Unions are organizing smaller segments of an entire workforce in order to get their foot in the door and keep organizing efforts alive. The National Labor Relations Board (NLRB or Board) has approved so-called micro-units, setting employers up for difficult battles over appropriate bargaining units in the future. Employers should think about the possibility of seeing a micro-unit proposed in their workforce—and how to avoid them.
Unions Can More Easily Win Representation For Smaller Groups
As unions press to increase their membership in the United States, unions are looking for new ways to organize workers and remain relevant. Organizing large workforces requires unions to expend significant resources – money, personnel and time – to collect signatures from at least 30% of the proposed bargaining unit to trigger an election (some unions want to see upwards of 70% signing authorization cards before petitioning for an election). Then additional resources are needed to get out the vote to ensure a majority of votes cast are in favor of the union. Large organizing campaigns also give the company time to mount an anti-union campaign.
Organizing micro-units, however, can be done relatively quickly, cheaply and often without much response from the company. Think about it – organizing a unit of 30 workers in a single department may need only one or two union organizers to persuade the 15 to 20 employees needed to win the organizing campaign. Before you know it, you’ve got a segment of your workforce represented by a third party with whom you must collectively bargain. This can lead to multiple micro-units at your company represented by different unions and the headaches multiply.
Parameters For Micro-Units Are Evolving
The NLRB has discretion in representation cases to determine the appropriate bargaining unit, whether an employer unit, craft unit, plant unit or subdivision thereof, pursuant to section 9(b) of the NLRA. Although decided on a case-by-case basis, the main, long-standing factor for determining an appropriate unit was the “community of interest” of the employees involved. In 2011, however, the Board significantly changed that analysis in a case called Specialty Healthcare, allowing the unit petitioned-for by the union to govern except in those situations where the employer can establish by “overwhelming evidence” that the requested unit is inappropriate. This new approach places a high burden on employers who wish to challenge the make-up of the unit proposed by the union.
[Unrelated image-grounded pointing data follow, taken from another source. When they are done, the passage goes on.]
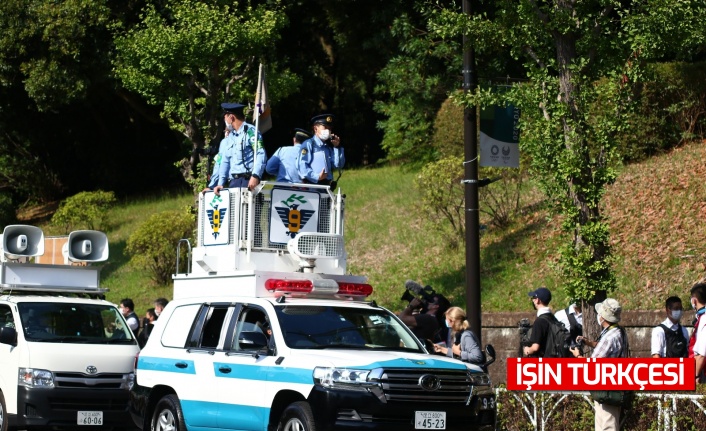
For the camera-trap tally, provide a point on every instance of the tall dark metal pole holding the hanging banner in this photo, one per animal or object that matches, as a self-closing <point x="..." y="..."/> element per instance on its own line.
<point x="470" y="139"/>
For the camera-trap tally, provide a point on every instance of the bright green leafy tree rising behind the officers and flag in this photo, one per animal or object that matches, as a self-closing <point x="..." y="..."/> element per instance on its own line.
<point x="190" y="56"/>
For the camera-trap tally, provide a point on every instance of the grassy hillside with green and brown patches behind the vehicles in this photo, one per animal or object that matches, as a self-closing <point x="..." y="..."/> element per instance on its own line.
<point x="657" y="212"/>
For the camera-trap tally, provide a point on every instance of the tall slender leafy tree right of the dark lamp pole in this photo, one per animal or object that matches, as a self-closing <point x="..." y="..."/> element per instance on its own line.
<point x="581" y="59"/>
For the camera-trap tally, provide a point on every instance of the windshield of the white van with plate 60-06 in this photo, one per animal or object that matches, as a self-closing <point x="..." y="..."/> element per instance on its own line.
<point x="73" y="323"/>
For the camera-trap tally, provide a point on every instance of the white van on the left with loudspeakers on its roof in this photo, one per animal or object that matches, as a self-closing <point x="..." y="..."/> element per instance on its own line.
<point x="66" y="355"/>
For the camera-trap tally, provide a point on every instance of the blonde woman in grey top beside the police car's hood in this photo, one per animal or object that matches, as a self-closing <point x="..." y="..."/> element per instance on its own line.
<point x="464" y="343"/>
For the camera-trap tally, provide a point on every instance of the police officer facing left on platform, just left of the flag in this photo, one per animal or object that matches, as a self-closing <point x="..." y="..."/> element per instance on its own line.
<point x="240" y="165"/>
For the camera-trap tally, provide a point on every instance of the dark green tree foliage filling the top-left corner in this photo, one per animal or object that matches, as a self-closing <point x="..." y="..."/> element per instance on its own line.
<point x="53" y="48"/>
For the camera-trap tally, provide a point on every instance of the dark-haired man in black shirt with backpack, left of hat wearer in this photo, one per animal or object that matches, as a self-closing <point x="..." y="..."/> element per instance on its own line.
<point x="548" y="337"/>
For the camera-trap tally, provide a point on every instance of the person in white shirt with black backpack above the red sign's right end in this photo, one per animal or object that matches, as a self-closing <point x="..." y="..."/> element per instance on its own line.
<point x="669" y="338"/>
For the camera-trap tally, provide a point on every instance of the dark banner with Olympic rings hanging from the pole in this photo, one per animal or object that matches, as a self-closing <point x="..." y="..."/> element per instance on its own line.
<point x="500" y="137"/>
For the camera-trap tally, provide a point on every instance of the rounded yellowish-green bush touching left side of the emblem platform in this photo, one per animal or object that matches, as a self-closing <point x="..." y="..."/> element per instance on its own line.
<point x="153" y="245"/>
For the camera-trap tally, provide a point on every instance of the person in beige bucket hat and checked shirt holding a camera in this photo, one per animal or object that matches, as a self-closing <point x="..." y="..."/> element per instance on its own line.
<point x="611" y="343"/>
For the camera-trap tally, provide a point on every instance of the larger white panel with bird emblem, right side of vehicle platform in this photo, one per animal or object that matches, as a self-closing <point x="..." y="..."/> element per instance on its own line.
<point x="292" y="211"/>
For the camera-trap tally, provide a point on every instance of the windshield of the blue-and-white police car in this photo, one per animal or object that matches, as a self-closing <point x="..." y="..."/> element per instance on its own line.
<point x="307" y="327"/>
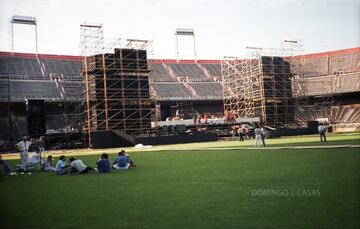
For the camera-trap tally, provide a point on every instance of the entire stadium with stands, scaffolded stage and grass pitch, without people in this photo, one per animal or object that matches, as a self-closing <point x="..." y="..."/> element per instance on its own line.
<point x="180" y="119"/>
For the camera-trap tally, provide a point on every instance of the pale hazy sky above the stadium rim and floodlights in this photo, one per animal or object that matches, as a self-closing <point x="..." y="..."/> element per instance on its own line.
<point x="222" y="27"/>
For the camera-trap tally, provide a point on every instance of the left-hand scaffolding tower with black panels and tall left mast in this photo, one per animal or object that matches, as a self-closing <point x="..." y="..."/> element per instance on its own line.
<point x="116" y="79"/>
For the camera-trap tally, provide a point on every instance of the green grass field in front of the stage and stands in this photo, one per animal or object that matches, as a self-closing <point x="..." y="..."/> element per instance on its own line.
<point x="237" y="188"/>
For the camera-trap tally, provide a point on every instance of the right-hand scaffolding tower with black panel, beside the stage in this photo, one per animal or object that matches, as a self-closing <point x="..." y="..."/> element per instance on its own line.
<point x="259" y="86"/>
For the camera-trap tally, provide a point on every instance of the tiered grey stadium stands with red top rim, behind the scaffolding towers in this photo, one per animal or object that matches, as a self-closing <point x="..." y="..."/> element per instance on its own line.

In recent months, the Board has decided a couple of micro-unit cases that offer some guidance on what it takes to challenge a micro-unit. In a case involving a Macy’s Department store in Massachusetts, the Board deemed appropriate a micro-unit made up of only cosmetics and fragrances employees at the store. Macy’s Inc., 361 NLRB No. 4 (July 22, 2014). The store argued that the unit was too narrow and that the appropriate unit in a retail store context is a “wall-to-wall unit” or, alternatively, all selling employees at the store. The Board did not agree. It concluded that the cosmetics and fragrances employees were a readily identifiable group that shared a community of interest not shared by other store employees. Factors weighing in favor of the micro-unit included the fact that the cosmetics and fragrances employees were in the same department and were supervised by the same managers. In addition, there was little regular contact between the cosmetics and fragrances employees and other store employees. The NLRB found that Macy’s had not met the high burden of showing that other employees should be included in the unit because they did not share an “overwhelming community of interest.”
Coming to the opposite conclusion, however, the Board rejected a micro-unit of sales associates who sold shoes at the Manhattan Bergdorf Goodman store. The union had petitioned for the unit to be made up of 35 women’s shoes sales associates in the Salon shoes department (high end designer shoes) and 11 women’s Contemporary shoes sales associates in the Contemporary Sportswear department (modestly priced shoes). The Board concluded the proposed unit was inappropriate because the two shoe departments were located on separate floors, did not share the same supervisors and managers, did not have any cross-over or interchange between employees and did not have much contact with employees in other departments storewide. The Neiman Marcus Group, Inc. d/b/a Bergdorf Goodman, 361 NLRB No. 11 (July 28, 2014).
Strategies for Attacking Micro-Units
The Macy’s and Bergdorf Goodman cases offer some guidance to help employers avoid union organizing of micro-units. Strategies to consider now, before a union organizing campaign begins, include:
- Combining departments or job classifications that share skills or tasks
- Cross-training and cross-utilizing workers across departments, classifications or locations
- Allowing for promotional and transfer opportunities across department and organizational lines
- Revising supervisory and managerial structures so that more employees report to the same managers
- Maintaining pay and bonus structures common to all employees or for all in a larger unit.
Micro-units can be a game-changer when it comes to union organizing so employers have to change their own tactics to combat such bargaining units. Taking time now to change organizational and reporting structures can go a long way in overcoming a proposed micro-unit in the future.